La plaga gris que anunció Drexler no ha llegado. Sin embargo, el cambio de paradigma en la electrónica está en marcha. Y una senda por la que transita es intentar copiar a la naturaleza para fabricar sistemas electrónicos que tengan el tamaño de los sistemas biológicos, el tamaño de las células vivas. Algo molecular. Y ahí asoma el nuevo mundo. Pero apenas se vislumbra. 

De ahí que constantemente lluevan las críticas a las predicciones de Drexler y al instituto que creó en 1986, el Foresight Institute de San Francisco para promover la investigación en Nanotecnología con programas algo presuntuosos como “Existencial Hope” y objetivos apocalípticos como pensar en una “eucatástrofe” existencial que acabe salvando al mundo a la manera en que Tolkien lo narraba en El Señor de los Anillos.

Parte de esa cara oscura del mundo que describió Drexler irá asomando en el uso que Rusia, de manera todavía imperceptible, estará haciendo de la nanotecnología en su despiadado ataque contra Ucrania y del que no podemos abstraernos. Distintos informes sitúan a Rusia junto a China, Reino Unido y, sobre todo EEUU, como uno de los países que más han invertido en la investigación sobre el uso defensivo y ofensivo de la nanotecnología en la guerra, algo que se esconde bajo la apariencia de una guerra calificada de “convencional”. No lo es. 

La relevancia de la nanotecnología para el ejército reside particularmente en su aplicación para mejorar las capacidades militares.
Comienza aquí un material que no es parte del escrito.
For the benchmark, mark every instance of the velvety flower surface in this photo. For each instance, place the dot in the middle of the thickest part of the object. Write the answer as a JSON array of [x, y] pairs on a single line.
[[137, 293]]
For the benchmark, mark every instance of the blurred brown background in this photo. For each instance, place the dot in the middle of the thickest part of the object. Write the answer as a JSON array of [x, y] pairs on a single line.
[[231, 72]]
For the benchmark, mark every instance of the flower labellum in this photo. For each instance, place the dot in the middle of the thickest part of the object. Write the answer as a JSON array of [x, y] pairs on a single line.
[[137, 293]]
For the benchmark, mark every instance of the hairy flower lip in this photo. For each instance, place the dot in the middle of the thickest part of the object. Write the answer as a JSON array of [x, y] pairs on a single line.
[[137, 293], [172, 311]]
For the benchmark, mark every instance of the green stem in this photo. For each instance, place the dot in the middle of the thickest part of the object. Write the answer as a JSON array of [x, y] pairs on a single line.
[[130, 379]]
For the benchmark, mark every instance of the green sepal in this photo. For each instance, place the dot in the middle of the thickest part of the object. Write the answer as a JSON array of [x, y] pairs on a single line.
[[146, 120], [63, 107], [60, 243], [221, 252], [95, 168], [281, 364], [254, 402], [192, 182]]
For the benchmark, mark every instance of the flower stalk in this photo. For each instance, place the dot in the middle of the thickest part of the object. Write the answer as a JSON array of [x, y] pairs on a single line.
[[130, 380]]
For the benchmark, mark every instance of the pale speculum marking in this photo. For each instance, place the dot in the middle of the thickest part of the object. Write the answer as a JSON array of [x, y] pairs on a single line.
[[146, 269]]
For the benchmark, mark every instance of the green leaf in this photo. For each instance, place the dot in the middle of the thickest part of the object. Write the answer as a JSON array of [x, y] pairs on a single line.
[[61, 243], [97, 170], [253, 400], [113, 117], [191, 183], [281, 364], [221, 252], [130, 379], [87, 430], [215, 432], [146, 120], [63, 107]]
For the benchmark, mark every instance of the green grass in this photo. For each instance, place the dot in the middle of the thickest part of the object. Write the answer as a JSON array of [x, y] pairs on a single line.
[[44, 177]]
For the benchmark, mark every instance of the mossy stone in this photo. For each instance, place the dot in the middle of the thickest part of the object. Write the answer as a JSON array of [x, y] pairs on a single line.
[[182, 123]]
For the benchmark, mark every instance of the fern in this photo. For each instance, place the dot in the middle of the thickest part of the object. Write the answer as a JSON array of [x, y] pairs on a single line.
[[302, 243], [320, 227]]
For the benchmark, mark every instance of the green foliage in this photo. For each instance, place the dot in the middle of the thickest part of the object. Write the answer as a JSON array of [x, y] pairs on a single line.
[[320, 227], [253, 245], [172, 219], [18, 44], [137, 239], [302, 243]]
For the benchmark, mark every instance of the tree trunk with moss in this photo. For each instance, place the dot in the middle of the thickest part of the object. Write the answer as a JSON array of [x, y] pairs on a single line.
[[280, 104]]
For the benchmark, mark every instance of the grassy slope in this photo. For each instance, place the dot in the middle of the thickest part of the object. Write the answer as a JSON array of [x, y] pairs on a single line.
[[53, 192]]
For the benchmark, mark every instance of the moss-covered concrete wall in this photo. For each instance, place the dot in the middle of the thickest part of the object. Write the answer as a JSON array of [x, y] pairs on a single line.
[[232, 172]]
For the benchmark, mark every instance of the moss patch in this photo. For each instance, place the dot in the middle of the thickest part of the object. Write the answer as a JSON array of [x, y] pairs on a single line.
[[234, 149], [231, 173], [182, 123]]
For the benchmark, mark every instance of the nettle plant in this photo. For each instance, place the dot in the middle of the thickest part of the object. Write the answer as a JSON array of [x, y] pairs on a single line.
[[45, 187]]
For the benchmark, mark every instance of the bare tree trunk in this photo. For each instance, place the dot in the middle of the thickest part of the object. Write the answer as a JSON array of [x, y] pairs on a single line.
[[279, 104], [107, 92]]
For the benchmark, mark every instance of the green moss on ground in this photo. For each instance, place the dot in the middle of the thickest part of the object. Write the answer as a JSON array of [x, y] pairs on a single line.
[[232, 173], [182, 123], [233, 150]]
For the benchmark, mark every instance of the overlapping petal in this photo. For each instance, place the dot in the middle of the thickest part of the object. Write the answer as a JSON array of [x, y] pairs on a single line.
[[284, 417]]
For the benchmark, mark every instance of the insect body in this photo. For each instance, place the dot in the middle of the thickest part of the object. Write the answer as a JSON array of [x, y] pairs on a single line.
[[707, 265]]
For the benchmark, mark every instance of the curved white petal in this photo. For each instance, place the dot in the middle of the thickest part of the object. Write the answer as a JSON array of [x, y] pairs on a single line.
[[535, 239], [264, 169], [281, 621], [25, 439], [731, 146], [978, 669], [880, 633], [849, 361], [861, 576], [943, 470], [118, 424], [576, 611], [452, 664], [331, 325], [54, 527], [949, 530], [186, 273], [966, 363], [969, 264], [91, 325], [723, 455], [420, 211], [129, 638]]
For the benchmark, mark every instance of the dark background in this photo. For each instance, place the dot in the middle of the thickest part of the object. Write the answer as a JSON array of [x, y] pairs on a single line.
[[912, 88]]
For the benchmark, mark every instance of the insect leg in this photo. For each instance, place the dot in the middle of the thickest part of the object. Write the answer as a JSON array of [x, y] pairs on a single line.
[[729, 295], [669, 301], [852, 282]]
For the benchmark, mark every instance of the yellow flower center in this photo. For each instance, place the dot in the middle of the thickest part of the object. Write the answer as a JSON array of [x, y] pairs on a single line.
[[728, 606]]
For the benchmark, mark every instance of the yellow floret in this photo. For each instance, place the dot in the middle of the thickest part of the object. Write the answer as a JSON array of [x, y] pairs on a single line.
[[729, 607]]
Por ejemplo, reforzar la supervivencia de los soldados, con blindajes y ropa más ligeros, fuertes y resistentes al calor. O la mejora de los camuflajes, con revestimientos para hacer indetectables las aeronaves.

También la miniaturización de los dispositivos de comunicación o una mayor capacidad de generación y almacenamiento de energía, por poner algunos ejemplos de los que han asomado por el Instituto de la Nanotecnología para los soldados, financiado en el MIT por el Gobierno americano, en una estrategia que arrancó allá por el año 2000.

Actualmente no existe ningún tratado internacional que regule específicamente el uso de nanotecnología con fines militares o de otro tipo. No es de extrañar que exista desde hace más de una década un movimiento que presiona para que el Derecho Internacional Humanitario comience a regular esta cuestión.

Se le atribuye a un influyente general norteamericano la frase: “Lo que me mantiene despierto cada noche es pensar que nos vamos a perder el último avance tecnológico… Y que quizás nuestros enemigos ya dispongan de él”. Así es la guerra. También ésta. La de Putin.